El informe no dejaba dudas sobre la causa de muerte. Una de las dentelladas afectaba fatalmente la región del cuello; otra, había perforado la arteria poplítea de la pierna izquierda, provocando una hemorragia que lo hubiera matado de todos modos. Había marcas y desgarros en los antebrazos y muslos, señal de que Grünebaum había intentado defenderse. La sangre encontrada en el lugar pertenecía tanto al muerto como a los animales. Fin del reporte.

¿Y los perros?  

Llamó al forense, que casi lo mandó al carajo al preguntarle por los animales.

— ¿Qué se cree, Martello, que no conozco mi trabajo?

— Pero podría haber algo que...

— Mire — el otro lo paró en seco—, las autopsias las ordena el juez, ¿cierto? Hice lo que debía hacer y más. Los bichos no son asunto mío y si correspondiera hacer algo, cosa que dudo, eso tiene que dictaminarlo el juez. Y yo no soy veterinario — Lynch casi no le dio tiempo a disculparse y colgó con un "Hasta luego" molesto.

El juez de instrucción de la causa era Rubén Litvik, con el que Martello no había empezado con el pie derecho. Yahvé era celoso de Litvik y Litvik era celoso de su trabajo, que hacía ejemplarmente bien, pero no había nada peor que pedir detalles no solicitados por Su Señoría en las pericias.
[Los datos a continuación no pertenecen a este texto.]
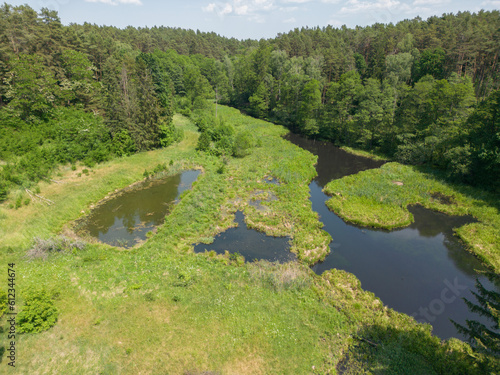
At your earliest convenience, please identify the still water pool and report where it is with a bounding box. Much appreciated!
[286,134,500,339]
[81,171,200,248]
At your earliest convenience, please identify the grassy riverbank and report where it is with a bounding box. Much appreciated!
[0,107,492,374]
[325,163,500,272]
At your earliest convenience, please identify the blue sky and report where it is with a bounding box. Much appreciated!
[7,0,500,39]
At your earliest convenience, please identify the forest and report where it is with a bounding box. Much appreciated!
[0,4,500,203]
[0,4,500,375]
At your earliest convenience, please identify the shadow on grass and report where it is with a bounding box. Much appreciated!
[337,325,500,375]
[414,166,500,217]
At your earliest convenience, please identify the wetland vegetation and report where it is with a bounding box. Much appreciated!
[0,4,500,374]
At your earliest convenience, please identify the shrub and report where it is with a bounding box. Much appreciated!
[0,181,9,202]
[17,289,59,333]
[0,289,7,318]
[233,131,254,158]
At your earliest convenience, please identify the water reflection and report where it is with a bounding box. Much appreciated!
[287,135,498,338]
[194,211,296,263]
[81,171,200,248]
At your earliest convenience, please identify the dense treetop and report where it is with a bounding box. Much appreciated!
[0,4,500,198]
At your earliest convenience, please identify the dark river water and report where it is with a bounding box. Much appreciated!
[79,134,499,339]
[286,134,499,339]
[81,171,200,248]
[194,211,297,263]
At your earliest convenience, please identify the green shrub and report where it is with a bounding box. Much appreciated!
[17,289,59,333]
[0,181,9,202]
[233,131,255,158]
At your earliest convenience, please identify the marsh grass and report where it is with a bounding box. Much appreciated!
[0,106,492,374]
[324,163,500,272]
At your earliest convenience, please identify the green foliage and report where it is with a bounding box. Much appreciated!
[5,54,57,122]
[112,129,136,156]
[17,289,59,333]
[0,289,8,318]
[233,131,255,158]
[0,180,9,202]
[452,272,500,357]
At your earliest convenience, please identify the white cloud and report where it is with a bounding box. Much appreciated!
[200,0,276,23]
[481,0,500,7]
[413,0,451,6]
[280,7,299,13]
[281,0,311,4]
[85,0,142,5]
[201,3,216,13]
[340,0,401,13]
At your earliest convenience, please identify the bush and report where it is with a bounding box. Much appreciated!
[233,131,255,158]
[17,289,59,333]
[0,289,7,318]
[0,181,9,202]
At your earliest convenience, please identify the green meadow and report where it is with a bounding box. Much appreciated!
[0,106,494,374]
[325,163,500,272]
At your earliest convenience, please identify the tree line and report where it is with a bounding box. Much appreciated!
[0,4,500,203]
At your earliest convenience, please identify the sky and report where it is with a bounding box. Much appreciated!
[7,0,500,39]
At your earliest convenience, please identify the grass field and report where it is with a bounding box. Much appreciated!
[0,107,494,374]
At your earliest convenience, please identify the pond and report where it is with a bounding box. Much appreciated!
[194,211,296,263]
[286,134,496,339]
[79,171,200,248]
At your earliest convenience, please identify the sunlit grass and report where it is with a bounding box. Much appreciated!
[325,163,500,272]
[0,106,492,374]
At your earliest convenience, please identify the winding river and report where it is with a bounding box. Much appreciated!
[285,134,498,339]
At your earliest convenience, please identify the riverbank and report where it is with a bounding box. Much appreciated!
[324,162,500,272]
[0,106,492,374]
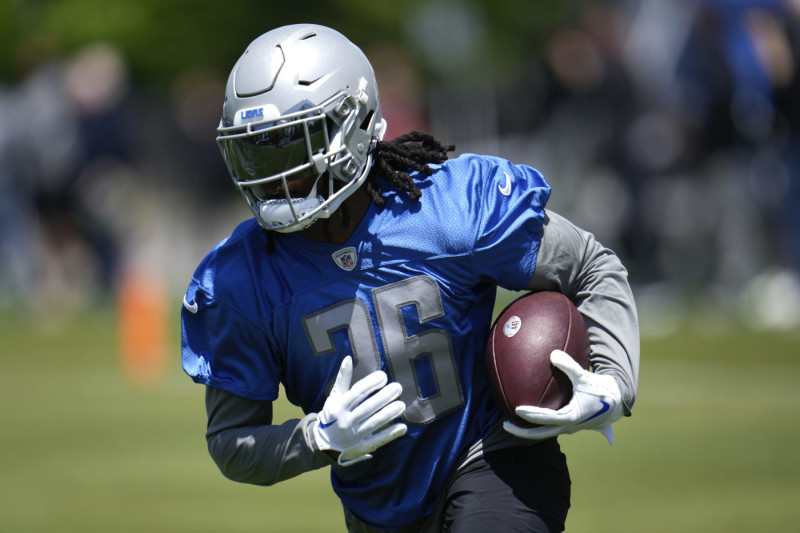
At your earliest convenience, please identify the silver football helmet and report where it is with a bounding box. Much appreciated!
[217,24,386,232]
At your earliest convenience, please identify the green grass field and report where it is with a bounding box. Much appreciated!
[0,302,800,533]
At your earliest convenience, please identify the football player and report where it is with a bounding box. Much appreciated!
[181,24,639,533]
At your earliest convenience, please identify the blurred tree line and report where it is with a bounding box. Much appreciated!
[0,0,579,85]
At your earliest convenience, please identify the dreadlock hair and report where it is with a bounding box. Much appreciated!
[261,130,456,254]
[364,130,456,207]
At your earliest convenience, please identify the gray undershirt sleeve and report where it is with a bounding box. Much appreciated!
[529,211,639,416]
[206,387,333,485]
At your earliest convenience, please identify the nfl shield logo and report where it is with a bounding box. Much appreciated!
[331,246,356,270]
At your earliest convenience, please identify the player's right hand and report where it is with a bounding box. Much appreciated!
[314,356,408,466]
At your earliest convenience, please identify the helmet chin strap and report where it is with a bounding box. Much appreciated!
[253,119,386,233]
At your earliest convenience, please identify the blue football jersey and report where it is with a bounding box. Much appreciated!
[182,155,550,528]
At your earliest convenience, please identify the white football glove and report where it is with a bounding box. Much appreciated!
[503,350,622,444]
[314,356,408,466]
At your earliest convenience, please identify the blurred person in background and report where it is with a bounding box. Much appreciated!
[181,25,639,533]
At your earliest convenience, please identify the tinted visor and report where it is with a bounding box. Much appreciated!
[220,116,327,197]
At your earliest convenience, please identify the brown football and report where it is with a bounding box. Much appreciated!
[486,291,589,427]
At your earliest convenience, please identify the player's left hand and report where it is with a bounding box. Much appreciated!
[503,350,622,444]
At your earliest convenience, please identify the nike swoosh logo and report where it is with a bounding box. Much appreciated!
[319,419,337,429]
[183,296,197,314]
[578,400,611,424]
[497,172,511,196]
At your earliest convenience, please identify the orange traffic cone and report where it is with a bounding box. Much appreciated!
[117,271,167,386]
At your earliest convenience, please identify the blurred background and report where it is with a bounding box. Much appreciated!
[0,0,800,532]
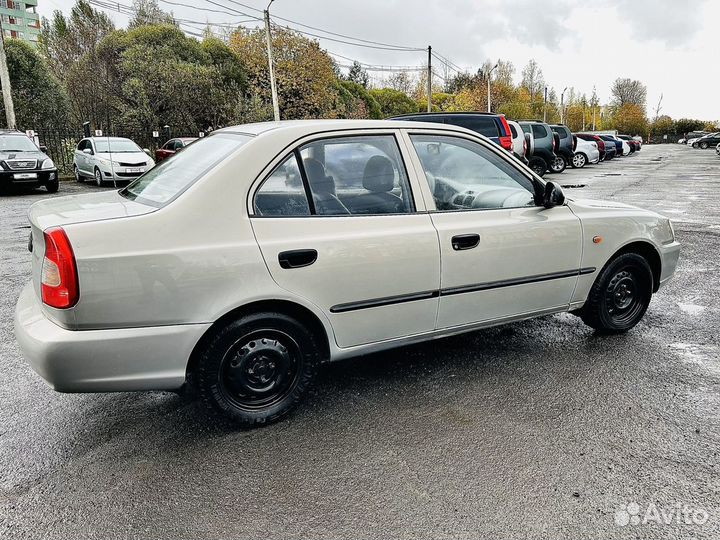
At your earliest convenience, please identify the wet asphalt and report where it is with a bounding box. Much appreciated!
[0,145,720,539]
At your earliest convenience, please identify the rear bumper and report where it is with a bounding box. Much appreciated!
[660,241,680,287]
[15,283,210,392]
[0,169,58,187]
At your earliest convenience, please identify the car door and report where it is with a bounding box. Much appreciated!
[249,130,440,347]
[408,132,589,328]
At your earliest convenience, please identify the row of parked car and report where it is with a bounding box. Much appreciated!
[393,112,642,176]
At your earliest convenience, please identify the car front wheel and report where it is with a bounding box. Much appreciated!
[580,253,653,333]
[550,156,567,173]
[573,153,587,169]
[195,313,320,428]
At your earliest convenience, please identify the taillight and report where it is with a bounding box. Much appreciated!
[41,227,80,309]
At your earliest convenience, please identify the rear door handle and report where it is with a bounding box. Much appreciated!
[452,234,480,251]
[278,249,317,270]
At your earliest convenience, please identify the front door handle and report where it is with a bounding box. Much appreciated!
[278,249,317,270]
[452,234,480,251]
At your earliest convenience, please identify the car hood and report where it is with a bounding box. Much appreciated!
[28,191,157,231]
[0,151,47,161]
[95,152,152,163]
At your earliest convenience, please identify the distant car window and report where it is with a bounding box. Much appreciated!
[445,115,499,137]
[120,133,252,207]
[532,124,548,139]
[300,135,414,215]
[411,135,535,211]
[253,154,310,216]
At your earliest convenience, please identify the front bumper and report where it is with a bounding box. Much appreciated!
[15,283,210,392]
[0,169,58,187]
[660,240,680,287]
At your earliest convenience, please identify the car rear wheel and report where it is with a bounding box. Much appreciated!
[573,153,587,169]
[528,157,547,177]
[195,313,320,428]
[73,165,85,182]
[580,253,653,333]
[550,156,567,173]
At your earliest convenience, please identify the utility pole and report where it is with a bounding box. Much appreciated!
[263,0,280,122]
[428,45,432,112]
[0,20,17,129]
[488,62,500,112]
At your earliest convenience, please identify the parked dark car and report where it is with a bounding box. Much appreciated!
[693,131,720,150]
[155,137,197,163]
[576,133,617,161]
[0,129,60,193]
[388,112,513,152]
[518,120,557,176]
[550,124,575,172]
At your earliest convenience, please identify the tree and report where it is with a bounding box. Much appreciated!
[520,59,545,102]
[370,88,417,118]
[230,28,340,120]
[610,79,647,109]
[347,60,370,88]
[0,39,68,129]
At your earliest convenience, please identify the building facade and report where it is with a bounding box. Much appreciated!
[0,0,40,46]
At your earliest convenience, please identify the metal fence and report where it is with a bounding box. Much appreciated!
[28,126,199,176]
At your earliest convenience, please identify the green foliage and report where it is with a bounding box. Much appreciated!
[370,88,417,118]
[0,39,68,129]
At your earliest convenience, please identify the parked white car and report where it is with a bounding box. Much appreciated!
[572,137,600,169]
[73,137,155,186]
[15,120,680,426]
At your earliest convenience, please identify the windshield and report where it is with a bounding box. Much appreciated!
[94,139,142,154]
[0,135,38,152]
[120,133,252,207]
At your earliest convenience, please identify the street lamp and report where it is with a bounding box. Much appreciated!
[488,62,500,112]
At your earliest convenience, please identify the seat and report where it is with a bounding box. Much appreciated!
[352,156,406,214]
[303,158,350,216]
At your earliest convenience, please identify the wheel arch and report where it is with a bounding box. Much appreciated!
[186,299,330,378]
[608,240,662,292]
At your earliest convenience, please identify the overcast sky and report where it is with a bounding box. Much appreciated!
[38,0,720,120]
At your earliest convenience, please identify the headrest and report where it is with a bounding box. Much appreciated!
[363,156,395,193]
[303,158,335,195]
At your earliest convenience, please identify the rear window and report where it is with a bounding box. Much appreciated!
[532,124,548,139]
[120,133,252,207]
[445,116,499,137]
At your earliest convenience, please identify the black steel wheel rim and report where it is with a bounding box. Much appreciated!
[605,267,646,325]
[218,329,302,411]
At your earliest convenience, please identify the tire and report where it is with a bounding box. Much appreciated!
[572,152,587,169]
[550,155,567,174]
[528,158,547,177]
[580,253,653,334]
[197,313,320,428]
[73,165,85,182]
[95,167,105,187]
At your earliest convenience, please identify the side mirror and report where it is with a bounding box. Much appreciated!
[543,181,565,208]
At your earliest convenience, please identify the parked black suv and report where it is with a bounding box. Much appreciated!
[518,120,556,176]
[0,129,59,193]
[550,124,575,172]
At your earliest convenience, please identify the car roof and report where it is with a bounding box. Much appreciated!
[214,119,484,137]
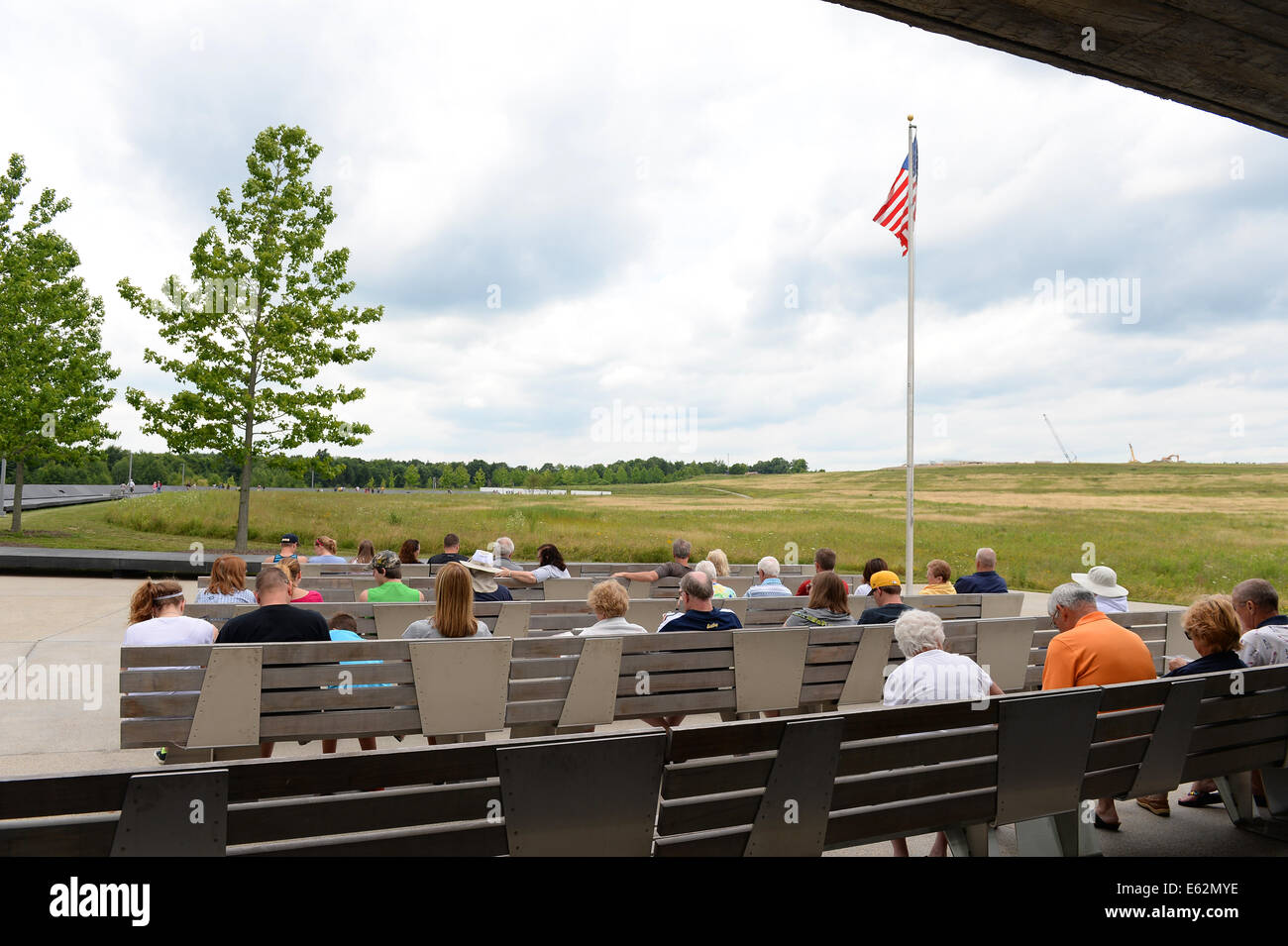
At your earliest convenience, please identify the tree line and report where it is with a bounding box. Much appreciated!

Cada vez que algún idiota — por ejemplo, yo—, osaba hacerlo, Litvik se sentía ofendido en su buen nombre y honor y atacado en su responsabilidad por sus actos ante Yahvé, y nadie en su sano juicio se atrevería a interponerse entre el juez Rubén Litvik y su Dios.

Por el momento, Martello no quería discutir con el juez, y eligió seguir una vía lateral.

Vamos a ver qué nos dice la viuda.

  Azucena, tengo que hablar con la señora.

— Mi patrona no 'ta bien — se plantó la paraguaya.

Bueno, parece que habrá que hacer intervenir a la fuerza pública.

— ¿Prefiere que la cite en la comisaría? ¿Que pase la vergüenza de tener que ir a la regional a declarar?

La mujer abrió enormes los ojitos de orozuz.

— Le voy a llama'— y lo guió desde la recepción al salón.

Ulrica Grünebaum apareció en el vano de la puerta y la habitación se llenó con su presencia. Altísima, el cabello blanco y corto peinado hacia atrás le despejaba la frente orgullosa y hacía más penetrante su mirada de azul cobalto. Caminaba con parsimonia pero sin impedimentos, una reina viuda de ochenta y tantos años llevados con majestad.

— ¿Comisario Martello?

Martello percibió un dejo gutural en la voz de la mujer, que el tiempo transcurrido lejos de su patria no había podido suavizar.

— Señora Grünebaum. Lamento tener que molestarla en esta situación pero es muy importante...

— Comprendo perfectamente, comisario— lo interrumpió mientras se sentaba y le hacía señas para que él hiciera lo mismo. 

— Trataré de ser lo más breve posible.

— Haga lo que tenga que hacer — se acomodó en el sillón.

— ¿Alguna vez habían tenido problemas con los perros?

— Jamás. Gerhard tenía una mano especial para los animales. Tuvo a su cargo las brigadas caninas así que conocía a la perfección su trabajo.

— ¿En dónde? — preguntó el comisario antes de tener tiempo de pensarlo.

— En la Wehrmacht — respondió la mujer con naturalidad.

Martello se rompió la cabeza durante cinco segundos hasta aterrizar.

Wehrmacht. El ejército alemán. Menos mal que me gustan las novelas de Sven Hassel.

Se le encendió una lucecita en el fondo de la cabeza.

¿Ejército alemán? ¿Cuál rama del ejército?

Se prometió mentalmente averiguar un poquito más acerca de el finado Grünebaum, la Wehrmacht y las brigadas de perros. Puso cara de idem y continuó preguntando.

 — Y con éstos en particular, ¿hubo algún inconveniente...?

— Mi marido los crió de cachorros. Les quitaba la comida de la boca, los bañaba, los mimaba. Eran sus bebés obedientes y cariñosos. No termino de entender qué pasó— la voz se le ahogó por la emoción —. Nunca, nunca... Esta semana los habíamos vacunado. El veterinario viene a casa, es muy difícil trasladar tantos perros grandes... Estaban sanos, felices... Mi marido estaba orgulloso de ellos...

— ¿Su marido estaba en casa cuando vino el veterinario?

— ¡Por supuesto! No iba a dejar a los perros solos. Se angustiaban con la presencia del doctor y Gerhard los calmaba.

— Señora Grünebaum, sé que es desagradable pero ¿qué hizo con los cadáveres de los perros?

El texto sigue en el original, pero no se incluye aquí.